Yani sabit gelirlilerin biraz daha fakirleşmesi kaçınılmaz olacak demektir.
Yani Türkiye yurttaşları sadakaya biraz daha muhtaç olacak demektir.
Yani AKP’ye oy verenler, Tanrı’nın işine iyice şaşıracaklar demektir.
Yani mazota, benzine, doğalgaza, elektriğe daha çok para ödeyeceğiz demektir.
Yani şeftali, kiraz, elma, domates, karpuz fiyatları cep yakacak demektir.

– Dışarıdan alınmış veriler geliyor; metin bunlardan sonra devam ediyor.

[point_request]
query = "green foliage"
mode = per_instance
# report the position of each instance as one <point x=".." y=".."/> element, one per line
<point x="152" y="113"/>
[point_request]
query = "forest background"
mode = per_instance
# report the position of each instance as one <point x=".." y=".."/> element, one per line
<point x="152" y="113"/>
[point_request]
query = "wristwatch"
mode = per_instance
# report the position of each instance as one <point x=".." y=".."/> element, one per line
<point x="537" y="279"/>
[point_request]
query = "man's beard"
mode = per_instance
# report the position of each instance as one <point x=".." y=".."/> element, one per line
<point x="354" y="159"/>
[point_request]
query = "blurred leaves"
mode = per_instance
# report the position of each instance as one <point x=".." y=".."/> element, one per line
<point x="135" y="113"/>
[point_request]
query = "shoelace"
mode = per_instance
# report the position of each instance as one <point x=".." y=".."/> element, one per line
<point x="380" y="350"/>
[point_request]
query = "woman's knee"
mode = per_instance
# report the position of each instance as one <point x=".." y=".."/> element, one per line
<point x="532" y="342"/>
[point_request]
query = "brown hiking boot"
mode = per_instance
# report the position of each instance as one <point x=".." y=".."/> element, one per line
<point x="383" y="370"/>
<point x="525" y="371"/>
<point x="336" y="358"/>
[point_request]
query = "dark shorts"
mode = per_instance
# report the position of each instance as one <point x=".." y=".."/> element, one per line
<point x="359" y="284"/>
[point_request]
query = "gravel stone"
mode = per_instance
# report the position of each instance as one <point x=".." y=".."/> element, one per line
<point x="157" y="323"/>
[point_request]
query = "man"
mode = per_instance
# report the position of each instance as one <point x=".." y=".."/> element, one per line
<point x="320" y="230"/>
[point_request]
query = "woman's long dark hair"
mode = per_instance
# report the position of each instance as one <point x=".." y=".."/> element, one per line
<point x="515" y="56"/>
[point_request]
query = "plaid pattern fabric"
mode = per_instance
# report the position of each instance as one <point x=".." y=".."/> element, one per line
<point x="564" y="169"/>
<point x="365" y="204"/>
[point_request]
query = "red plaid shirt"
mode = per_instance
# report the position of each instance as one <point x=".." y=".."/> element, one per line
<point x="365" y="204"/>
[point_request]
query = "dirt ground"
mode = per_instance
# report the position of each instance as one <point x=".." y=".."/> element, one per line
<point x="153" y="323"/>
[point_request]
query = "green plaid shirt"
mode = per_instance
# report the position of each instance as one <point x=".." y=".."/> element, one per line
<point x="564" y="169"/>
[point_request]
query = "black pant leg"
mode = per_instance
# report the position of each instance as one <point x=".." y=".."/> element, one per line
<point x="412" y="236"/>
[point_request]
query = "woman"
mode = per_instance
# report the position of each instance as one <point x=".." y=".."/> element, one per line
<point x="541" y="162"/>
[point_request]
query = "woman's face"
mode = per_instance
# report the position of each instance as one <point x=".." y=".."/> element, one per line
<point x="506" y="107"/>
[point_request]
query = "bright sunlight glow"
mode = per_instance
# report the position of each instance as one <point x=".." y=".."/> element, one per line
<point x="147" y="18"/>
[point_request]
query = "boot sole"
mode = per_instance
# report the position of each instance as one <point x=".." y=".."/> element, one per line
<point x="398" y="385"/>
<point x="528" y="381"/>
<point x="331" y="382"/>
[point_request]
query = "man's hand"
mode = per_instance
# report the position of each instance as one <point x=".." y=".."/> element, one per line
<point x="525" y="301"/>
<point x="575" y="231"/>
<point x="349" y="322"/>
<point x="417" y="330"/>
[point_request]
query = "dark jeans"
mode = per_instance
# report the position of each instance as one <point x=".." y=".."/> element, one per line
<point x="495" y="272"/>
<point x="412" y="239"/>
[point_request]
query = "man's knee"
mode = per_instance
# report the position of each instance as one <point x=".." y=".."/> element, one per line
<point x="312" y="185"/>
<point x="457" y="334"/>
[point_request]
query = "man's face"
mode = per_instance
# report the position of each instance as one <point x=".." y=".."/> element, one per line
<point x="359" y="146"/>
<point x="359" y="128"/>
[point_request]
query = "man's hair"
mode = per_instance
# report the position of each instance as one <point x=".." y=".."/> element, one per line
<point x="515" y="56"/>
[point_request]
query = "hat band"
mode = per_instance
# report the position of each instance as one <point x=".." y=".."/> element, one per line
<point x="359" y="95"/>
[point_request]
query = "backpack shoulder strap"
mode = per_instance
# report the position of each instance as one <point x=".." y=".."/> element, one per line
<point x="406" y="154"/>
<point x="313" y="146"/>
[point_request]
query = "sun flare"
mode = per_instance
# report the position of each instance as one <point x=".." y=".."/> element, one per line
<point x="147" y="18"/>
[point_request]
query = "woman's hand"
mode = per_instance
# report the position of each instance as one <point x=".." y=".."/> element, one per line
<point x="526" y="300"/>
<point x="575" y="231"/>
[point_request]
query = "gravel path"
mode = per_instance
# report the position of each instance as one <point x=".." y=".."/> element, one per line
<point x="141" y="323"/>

Yani et, ülkenin büyük nüfusu için altın değerinde olacak demektir.
Yani taşeron işçilerin daha da az ücret alması demektir.
Yani ailelerin büyük çoğunluğunun büyük kentlerde okuyan çocuklarına daha az para göndermesi demektir.
Kısaca, zenginlerin zengin olmaları daha da çarpıcı bir hızla devam edecek ve fakir daha da fakirleşecek demektir.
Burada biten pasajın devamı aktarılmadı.